Redesigning Zillow App using Design Thinking Approach

Sep 8, 2021 1:38:59 PM

Zillow app redesign design thinking

According to popular UX statistics, people form their judgment on a website’s credibility purely on its aesthetics. In fact, 88% of the users are unlikely to get back to a website or any digital platform after a bad user experience.

User Experience (UX) is every interaction that a business, website, app, or service has with its users or customers. The goal of a good UX is to help users do what they want to. That is why, no matter in what category your app falls into or what it makes a user do, taking care of its usability factor is important. 

In this blog post, we are going to discuss the usability gaps in one of the popular real estate apps of the United States, Zillow.

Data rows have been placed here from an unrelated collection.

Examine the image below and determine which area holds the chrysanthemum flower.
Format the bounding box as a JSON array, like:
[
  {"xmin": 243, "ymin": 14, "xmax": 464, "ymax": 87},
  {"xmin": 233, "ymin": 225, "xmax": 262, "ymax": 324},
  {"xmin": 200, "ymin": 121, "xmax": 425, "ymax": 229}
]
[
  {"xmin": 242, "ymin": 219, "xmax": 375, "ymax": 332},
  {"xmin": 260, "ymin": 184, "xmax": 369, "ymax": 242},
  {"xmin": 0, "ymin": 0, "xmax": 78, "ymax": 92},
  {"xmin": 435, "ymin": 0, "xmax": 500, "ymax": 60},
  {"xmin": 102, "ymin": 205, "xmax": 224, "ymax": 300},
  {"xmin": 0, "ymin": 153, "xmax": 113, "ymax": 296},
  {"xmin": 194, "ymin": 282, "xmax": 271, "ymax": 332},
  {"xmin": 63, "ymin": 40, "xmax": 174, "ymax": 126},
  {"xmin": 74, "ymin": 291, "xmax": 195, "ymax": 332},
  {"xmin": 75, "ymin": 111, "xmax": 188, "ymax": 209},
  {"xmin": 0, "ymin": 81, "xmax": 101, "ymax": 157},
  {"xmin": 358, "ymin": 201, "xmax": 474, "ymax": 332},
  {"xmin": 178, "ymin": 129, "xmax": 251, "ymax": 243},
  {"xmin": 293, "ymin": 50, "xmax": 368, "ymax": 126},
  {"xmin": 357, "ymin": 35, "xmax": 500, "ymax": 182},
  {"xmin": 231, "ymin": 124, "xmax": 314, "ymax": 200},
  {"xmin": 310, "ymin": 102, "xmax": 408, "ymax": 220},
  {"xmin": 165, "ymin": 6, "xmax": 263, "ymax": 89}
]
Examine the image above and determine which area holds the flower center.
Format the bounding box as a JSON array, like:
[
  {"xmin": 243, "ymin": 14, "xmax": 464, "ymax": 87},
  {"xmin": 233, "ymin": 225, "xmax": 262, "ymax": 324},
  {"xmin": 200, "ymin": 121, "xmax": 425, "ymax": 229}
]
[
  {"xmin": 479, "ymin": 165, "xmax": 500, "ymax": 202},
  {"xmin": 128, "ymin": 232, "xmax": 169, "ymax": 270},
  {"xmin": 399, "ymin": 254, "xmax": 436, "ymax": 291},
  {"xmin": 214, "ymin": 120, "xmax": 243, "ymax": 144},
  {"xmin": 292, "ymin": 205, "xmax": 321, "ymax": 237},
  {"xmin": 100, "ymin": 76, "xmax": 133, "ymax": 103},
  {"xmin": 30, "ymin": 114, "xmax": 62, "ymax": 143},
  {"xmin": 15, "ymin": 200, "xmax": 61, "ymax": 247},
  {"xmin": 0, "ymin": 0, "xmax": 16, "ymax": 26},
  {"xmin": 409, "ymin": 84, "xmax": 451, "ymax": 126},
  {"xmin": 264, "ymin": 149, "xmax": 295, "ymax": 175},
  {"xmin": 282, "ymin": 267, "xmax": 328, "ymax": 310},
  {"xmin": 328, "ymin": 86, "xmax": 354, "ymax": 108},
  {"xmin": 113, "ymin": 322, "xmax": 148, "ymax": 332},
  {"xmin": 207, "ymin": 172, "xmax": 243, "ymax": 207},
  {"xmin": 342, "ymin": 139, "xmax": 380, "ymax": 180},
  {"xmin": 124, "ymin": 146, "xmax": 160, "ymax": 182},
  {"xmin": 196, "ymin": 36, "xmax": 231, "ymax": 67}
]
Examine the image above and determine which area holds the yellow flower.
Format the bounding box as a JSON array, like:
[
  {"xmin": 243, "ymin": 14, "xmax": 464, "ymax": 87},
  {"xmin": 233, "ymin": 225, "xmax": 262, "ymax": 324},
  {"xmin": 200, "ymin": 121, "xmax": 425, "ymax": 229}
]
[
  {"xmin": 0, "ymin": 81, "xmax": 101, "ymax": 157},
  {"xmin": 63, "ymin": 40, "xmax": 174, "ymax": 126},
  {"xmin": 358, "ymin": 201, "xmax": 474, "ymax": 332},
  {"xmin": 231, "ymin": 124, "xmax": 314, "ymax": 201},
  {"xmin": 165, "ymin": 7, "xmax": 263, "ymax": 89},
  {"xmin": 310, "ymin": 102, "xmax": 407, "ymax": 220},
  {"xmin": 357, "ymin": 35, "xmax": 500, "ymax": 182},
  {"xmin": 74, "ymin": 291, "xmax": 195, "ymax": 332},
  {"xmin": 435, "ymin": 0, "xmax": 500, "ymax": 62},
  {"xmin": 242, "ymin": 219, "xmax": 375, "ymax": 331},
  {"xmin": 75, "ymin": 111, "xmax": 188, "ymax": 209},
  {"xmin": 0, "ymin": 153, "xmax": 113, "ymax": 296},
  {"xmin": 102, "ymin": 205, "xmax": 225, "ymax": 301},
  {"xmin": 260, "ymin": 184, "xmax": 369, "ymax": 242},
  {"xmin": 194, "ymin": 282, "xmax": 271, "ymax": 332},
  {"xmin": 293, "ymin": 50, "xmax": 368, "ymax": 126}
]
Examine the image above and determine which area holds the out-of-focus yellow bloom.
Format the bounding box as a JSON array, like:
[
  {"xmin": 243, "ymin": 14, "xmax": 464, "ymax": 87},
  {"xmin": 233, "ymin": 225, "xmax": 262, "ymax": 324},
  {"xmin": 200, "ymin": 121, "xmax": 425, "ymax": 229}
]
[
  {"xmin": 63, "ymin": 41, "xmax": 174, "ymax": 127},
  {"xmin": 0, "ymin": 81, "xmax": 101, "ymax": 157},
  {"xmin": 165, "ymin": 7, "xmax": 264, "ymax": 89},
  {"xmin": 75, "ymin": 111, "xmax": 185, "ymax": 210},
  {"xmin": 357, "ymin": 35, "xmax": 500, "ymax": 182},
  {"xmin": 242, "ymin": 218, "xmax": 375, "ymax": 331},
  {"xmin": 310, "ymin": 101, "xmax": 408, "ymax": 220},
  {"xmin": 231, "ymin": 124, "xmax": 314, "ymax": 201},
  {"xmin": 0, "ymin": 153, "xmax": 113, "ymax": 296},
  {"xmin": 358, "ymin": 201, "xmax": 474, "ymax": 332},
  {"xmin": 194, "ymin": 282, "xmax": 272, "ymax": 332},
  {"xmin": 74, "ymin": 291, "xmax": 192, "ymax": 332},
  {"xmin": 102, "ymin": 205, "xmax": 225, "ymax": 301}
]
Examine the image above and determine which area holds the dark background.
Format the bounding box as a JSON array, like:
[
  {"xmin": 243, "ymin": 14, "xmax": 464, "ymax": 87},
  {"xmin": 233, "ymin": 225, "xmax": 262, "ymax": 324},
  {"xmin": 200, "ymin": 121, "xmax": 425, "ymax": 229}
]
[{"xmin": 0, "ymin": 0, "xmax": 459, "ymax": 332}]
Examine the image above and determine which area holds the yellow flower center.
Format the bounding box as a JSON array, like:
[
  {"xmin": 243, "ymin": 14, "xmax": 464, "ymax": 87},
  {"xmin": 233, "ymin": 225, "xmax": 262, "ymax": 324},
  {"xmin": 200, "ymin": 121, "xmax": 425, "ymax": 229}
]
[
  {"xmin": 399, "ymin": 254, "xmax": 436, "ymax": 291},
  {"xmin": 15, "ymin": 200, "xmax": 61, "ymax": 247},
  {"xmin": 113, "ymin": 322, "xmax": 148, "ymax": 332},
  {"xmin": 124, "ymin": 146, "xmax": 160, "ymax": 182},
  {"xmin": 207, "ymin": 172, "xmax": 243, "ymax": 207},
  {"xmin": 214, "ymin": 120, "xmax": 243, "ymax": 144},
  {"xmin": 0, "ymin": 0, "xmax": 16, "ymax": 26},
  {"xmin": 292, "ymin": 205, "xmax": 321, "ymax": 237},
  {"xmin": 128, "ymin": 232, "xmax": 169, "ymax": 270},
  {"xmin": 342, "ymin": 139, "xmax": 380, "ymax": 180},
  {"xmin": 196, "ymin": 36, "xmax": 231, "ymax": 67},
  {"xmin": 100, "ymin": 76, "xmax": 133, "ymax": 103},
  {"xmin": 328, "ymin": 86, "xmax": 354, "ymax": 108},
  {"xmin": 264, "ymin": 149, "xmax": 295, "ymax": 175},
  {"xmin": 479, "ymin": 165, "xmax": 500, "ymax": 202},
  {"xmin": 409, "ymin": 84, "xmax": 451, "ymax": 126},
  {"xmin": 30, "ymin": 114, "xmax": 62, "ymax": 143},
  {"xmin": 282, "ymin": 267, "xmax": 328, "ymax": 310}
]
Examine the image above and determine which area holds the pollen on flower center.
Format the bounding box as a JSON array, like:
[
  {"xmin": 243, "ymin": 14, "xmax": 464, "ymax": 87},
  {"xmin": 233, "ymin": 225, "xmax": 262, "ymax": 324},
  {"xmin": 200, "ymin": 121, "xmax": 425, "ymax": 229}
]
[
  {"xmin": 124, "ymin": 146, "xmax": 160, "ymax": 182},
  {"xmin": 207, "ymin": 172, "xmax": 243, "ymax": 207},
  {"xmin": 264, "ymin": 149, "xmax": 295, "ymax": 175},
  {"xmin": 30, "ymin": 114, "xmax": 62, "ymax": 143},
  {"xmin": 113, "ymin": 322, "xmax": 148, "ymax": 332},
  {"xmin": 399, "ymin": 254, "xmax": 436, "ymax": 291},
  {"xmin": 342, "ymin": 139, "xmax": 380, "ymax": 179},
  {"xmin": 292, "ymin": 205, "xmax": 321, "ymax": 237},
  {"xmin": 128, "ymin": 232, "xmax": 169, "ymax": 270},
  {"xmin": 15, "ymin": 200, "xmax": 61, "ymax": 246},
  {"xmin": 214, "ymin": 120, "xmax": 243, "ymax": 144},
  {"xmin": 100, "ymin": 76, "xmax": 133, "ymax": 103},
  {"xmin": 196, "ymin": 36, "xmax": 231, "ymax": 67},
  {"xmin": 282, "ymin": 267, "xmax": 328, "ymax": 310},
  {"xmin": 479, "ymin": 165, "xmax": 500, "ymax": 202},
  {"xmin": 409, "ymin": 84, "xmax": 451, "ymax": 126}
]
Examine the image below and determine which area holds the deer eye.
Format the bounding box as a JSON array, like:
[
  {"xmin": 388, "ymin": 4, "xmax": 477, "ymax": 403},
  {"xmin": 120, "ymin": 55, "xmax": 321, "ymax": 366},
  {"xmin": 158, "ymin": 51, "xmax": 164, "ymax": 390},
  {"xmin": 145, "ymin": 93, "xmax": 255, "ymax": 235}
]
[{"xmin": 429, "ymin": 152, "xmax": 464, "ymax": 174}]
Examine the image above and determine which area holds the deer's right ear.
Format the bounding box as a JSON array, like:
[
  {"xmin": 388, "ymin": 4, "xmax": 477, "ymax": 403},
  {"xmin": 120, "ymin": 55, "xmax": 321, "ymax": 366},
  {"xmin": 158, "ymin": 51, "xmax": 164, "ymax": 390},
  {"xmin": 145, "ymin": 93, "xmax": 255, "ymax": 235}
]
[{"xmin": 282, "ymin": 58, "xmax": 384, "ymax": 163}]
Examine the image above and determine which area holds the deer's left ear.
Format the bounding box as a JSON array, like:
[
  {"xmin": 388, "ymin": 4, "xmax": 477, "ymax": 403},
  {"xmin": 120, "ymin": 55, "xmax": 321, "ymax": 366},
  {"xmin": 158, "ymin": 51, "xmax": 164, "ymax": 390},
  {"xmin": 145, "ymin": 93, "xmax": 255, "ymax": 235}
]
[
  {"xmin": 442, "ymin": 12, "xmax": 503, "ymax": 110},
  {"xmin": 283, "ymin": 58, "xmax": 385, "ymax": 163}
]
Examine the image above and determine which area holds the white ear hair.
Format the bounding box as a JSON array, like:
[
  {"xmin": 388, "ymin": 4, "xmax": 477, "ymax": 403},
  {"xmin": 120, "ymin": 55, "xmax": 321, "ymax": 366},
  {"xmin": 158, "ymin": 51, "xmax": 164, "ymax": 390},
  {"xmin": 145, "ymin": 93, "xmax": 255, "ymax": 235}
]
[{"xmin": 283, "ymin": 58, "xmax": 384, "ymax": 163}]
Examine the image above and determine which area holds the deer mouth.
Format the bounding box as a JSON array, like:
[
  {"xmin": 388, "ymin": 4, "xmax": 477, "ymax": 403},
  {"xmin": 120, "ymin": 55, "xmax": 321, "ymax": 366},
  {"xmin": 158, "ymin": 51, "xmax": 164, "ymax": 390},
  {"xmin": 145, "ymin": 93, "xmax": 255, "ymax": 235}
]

Zillow is a real estate and rental marketplace for buyers, sellers, renters, real estate agents, mortgage professionals, property managers, and landlords. The real estate search engine helps to find and share information about homes, mortgages, real estate, and home improvement. The platform has a massive database of 100+ million U.S. properties, which includes homes for rent/sale and even foreclosure properties. 

By 2020, Zillow had 245 million monthly unique users. With such a great user base, ensuring a great user experience becomes a business priority. For a platform like Zillow, conversions are directly dependent on the number of tours booked. It gives an estimate of what works best for the users browsing Zillow for real estate. Also, virtual home tours help the users to make an informed decision about buying and selling properties.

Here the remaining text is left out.